Ideally tomcat should be able to pass to httpd info like "hey, there is a new server in the pool, and it's called foo" or "do me a favour, I'm being taken out of the pool, so don't send me any new requests".


Config of httpd would be as simple as

ProxyPass /myWebapp ajp://seedserver/myWebapp

The server seedserver could then tell httpd about all the other servers in the cluster dynamically. "seedserver" could resolve to one machine, or more than one machine.


From what I experienced I can give an analogy with BEA WebLogic:

The cluster client uses a URL to contact the WLS cluster. The URL has the form

protocol://server1,server2,...:port

The URL supports a list of servers to avoid bootstrapping problems in case of a single server breakdown. Usually two independent nodes of the cluster are statically configured in this URL.

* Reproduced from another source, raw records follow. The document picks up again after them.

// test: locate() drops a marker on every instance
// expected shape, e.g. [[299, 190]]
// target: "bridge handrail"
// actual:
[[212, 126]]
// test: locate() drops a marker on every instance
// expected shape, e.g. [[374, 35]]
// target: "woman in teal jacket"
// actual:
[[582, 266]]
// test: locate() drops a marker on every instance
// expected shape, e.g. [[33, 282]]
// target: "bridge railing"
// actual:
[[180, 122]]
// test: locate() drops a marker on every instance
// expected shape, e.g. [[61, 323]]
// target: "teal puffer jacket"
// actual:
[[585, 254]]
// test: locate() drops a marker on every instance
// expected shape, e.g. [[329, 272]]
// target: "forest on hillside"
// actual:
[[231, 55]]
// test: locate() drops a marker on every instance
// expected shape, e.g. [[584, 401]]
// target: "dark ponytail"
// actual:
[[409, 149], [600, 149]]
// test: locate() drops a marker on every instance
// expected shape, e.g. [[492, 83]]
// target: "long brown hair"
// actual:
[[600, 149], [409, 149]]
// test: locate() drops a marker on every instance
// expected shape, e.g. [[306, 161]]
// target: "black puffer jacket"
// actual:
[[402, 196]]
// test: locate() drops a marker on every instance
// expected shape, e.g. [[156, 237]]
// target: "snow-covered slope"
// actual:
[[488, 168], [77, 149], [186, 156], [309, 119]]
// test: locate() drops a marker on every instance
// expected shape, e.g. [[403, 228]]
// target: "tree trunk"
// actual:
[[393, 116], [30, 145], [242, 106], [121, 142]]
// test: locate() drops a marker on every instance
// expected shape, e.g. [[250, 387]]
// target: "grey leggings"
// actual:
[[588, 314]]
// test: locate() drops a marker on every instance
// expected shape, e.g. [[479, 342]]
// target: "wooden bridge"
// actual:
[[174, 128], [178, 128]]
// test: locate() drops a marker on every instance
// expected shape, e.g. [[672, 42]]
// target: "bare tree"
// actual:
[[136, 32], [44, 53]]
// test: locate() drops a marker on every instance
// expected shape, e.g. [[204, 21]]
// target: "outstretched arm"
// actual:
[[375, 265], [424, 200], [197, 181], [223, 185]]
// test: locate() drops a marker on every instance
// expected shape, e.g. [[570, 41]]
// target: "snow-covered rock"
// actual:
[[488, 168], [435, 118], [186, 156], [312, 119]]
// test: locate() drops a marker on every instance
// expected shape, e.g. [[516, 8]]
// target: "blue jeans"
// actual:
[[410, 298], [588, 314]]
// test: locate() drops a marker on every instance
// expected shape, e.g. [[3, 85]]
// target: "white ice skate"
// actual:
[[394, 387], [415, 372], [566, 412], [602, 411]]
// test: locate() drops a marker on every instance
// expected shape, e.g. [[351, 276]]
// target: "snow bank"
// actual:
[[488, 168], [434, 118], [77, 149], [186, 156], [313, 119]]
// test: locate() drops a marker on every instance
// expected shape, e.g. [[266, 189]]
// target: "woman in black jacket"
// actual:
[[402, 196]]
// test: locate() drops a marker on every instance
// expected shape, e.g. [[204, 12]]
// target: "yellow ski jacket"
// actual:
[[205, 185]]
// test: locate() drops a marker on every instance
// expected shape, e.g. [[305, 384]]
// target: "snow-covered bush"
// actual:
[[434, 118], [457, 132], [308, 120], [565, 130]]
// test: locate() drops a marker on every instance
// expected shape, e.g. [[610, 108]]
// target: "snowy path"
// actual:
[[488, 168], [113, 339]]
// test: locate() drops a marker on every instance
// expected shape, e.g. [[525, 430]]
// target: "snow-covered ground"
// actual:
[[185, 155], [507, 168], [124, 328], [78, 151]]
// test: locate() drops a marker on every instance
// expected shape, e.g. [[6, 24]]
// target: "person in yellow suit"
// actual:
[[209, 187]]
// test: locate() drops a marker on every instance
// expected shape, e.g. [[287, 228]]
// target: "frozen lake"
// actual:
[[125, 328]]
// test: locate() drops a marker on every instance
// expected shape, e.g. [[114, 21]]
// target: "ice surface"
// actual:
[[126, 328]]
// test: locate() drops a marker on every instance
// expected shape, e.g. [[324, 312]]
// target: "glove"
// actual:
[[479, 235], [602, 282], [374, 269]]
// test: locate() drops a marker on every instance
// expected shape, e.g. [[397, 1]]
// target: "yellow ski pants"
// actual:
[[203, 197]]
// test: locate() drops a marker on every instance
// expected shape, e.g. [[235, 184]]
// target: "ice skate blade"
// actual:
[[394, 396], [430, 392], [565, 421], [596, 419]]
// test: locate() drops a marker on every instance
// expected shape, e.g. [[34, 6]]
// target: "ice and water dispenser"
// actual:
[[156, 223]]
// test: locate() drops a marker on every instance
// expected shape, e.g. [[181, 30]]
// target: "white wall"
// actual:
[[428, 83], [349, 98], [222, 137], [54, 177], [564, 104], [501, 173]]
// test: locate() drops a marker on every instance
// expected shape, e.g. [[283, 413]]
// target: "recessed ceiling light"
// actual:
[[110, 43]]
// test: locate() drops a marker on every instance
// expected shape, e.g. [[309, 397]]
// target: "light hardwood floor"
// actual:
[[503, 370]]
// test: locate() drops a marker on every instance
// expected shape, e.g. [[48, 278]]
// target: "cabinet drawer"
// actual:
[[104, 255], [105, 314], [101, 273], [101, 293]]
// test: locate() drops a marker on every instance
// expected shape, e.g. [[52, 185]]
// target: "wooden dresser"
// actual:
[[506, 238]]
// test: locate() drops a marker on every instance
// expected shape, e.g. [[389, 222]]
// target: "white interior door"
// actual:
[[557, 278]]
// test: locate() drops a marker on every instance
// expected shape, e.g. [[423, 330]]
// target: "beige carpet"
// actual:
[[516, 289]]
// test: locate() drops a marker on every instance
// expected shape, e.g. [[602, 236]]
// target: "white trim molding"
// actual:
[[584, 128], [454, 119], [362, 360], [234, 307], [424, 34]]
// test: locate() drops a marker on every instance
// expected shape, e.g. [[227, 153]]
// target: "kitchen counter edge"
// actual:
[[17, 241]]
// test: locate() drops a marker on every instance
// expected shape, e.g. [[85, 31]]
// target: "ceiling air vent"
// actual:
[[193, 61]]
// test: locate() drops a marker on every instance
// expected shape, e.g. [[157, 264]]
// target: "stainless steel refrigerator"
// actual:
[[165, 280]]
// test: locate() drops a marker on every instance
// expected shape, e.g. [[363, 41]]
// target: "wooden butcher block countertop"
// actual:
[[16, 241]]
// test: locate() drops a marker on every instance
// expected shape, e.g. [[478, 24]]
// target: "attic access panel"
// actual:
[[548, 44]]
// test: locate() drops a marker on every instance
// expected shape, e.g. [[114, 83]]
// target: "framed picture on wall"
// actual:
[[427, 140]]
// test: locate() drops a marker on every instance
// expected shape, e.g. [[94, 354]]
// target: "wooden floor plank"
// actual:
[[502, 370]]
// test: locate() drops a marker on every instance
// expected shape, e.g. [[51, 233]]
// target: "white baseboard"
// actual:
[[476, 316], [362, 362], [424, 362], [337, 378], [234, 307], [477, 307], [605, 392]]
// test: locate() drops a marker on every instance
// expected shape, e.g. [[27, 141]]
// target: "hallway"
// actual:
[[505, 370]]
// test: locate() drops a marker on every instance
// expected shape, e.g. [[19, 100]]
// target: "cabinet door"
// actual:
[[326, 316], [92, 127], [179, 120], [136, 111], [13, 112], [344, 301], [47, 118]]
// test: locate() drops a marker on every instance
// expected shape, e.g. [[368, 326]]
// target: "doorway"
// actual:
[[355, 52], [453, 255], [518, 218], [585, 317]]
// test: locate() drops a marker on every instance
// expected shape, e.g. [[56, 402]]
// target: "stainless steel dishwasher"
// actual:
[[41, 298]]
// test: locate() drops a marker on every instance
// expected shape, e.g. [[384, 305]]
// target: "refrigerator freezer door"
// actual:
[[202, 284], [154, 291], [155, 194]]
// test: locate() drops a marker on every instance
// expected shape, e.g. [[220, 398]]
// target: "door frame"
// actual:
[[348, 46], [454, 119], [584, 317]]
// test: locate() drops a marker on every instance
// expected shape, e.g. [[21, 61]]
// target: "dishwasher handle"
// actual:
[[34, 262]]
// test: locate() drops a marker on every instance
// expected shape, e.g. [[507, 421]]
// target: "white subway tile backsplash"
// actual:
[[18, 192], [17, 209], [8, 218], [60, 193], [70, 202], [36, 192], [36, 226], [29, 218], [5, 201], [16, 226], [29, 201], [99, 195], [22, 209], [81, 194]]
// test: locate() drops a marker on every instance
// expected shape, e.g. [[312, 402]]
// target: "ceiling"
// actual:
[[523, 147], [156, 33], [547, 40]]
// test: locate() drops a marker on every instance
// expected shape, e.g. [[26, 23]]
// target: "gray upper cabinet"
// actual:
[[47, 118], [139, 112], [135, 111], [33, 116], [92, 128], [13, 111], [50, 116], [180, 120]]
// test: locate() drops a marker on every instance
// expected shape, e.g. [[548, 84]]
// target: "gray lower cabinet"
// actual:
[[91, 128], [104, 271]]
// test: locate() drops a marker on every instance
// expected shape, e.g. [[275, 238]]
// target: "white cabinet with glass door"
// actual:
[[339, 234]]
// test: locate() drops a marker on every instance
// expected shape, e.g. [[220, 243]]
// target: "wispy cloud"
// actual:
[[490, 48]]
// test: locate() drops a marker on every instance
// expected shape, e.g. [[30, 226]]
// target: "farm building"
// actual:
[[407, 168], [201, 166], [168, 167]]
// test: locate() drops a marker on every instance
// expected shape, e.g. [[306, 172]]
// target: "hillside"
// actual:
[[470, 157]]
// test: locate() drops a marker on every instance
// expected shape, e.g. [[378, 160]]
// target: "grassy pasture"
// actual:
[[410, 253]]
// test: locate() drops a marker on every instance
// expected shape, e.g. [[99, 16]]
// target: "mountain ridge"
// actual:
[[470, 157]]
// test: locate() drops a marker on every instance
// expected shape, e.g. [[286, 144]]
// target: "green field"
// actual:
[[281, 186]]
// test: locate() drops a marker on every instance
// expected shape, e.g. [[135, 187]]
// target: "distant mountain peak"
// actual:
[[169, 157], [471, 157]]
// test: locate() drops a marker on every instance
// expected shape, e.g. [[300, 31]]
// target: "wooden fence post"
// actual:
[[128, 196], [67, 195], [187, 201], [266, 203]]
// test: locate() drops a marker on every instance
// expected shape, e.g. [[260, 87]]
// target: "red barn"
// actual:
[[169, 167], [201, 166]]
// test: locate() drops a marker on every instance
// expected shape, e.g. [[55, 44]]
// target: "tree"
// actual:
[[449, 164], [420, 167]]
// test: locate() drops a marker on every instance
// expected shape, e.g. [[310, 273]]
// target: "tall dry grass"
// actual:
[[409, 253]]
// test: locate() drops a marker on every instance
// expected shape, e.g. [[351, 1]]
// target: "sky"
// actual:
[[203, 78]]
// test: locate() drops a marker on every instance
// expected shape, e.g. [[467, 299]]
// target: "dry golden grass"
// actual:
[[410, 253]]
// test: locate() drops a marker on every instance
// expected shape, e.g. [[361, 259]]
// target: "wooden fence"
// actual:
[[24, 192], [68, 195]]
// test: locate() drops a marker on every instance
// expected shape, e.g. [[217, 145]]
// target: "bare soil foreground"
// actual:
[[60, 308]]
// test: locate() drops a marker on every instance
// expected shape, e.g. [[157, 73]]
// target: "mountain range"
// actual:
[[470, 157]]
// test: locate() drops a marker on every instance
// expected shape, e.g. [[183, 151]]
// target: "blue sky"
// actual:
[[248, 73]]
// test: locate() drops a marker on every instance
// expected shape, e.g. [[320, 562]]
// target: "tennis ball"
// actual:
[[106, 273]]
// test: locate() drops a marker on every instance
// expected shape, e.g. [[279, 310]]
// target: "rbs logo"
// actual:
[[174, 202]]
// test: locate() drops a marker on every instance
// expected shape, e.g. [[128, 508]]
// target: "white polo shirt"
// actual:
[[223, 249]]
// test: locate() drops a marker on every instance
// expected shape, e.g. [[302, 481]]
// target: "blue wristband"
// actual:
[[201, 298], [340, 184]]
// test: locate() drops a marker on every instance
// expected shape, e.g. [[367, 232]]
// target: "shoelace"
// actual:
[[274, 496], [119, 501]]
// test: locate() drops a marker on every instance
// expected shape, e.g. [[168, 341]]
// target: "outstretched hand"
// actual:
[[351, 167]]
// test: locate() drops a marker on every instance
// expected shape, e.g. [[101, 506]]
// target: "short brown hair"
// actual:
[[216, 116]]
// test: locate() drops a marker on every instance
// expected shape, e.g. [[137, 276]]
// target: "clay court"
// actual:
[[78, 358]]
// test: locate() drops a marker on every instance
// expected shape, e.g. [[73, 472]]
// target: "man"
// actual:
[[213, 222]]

While the client starts, it tries to contact all servers configured in the URL. The first server that answers the request replies with a list of all cluster members.

Then the client connects to all cluster members.

The communication of the client with the cluster members includes several obvious ways of dynamically adding or removing cluster nodes:

- a heartbeat protocol, so that the client detects a defect server by missing heartbeat packets
- a configurable time interval after which the client updates its cluster server list by asking one of the already known cluster servers
- a clean way of noticing the client by a cluster server that is in the process of being shut down


To ensure consistency, all cluster members exchange membership data, so that they have the same view of the cluster topology.

Furthermore the client loads communication code from the server. The code contains important information about load balancing. So the client learns from the cluster servers, if they should be used in a round-robin, or in a weight based way, and what their weights are. Again the cluster servers share this information via replication.

This setup is working well in many real world scenarios. Maybe it indicates, that it is a good idea to learn at least cluster topology and load balancing configuration from statically configured bootstrap cluster nodes. Of course some information still needs to be managed dynamically inside the cluster. But with all the JMX support in Tomcat, that seems to be a place, where that should be feasible.